February 10 at 3:00 PM - 4:00 PM
In living organisms, translation of genetic information by the ribosome transforms the information embedded in DNA into actuating components, namely proteins. Though life itself is incredibly diverse at the macroscopic level, at the molecular level, all of life uses the same set of machinery for translation – 20 standard amino acid building blocks (with minor exceptions), transfer RNAs (tRNA), and ribosomes. The convergence and association of these interdependent biomolecules is neatly captured in a table known as The Standard Genetic Code.
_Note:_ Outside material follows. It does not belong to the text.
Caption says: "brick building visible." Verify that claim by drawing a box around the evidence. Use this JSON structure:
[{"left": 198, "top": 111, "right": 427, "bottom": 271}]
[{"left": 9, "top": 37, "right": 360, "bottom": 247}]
Even after billions of years of genetic drift, The Standard Genetic Code has been largely refractory to change. In this talk, I will be discussing strategies and methods for building organisms that can make and use non-standard amino acids to make proteins with enhanced or expanded function.
Jorge Marchand, PhD
Postdoctoral Fellow - Harvard University
Jorge Marchand is a postdoctoral fellow in the Church Group of the Department of Genetics at Harvard University Medical School. He received his B.S. in Chemical and Biomolecular Engineering from Johns Hopkins University, and his Ph.D. in Chemical and Biomolecular Engineering from the University of California at Berkeley. His work leverages natural biosynthetic pathways to engineer organisms capable of producing chemically diverse biochemicals and biomacromolecules.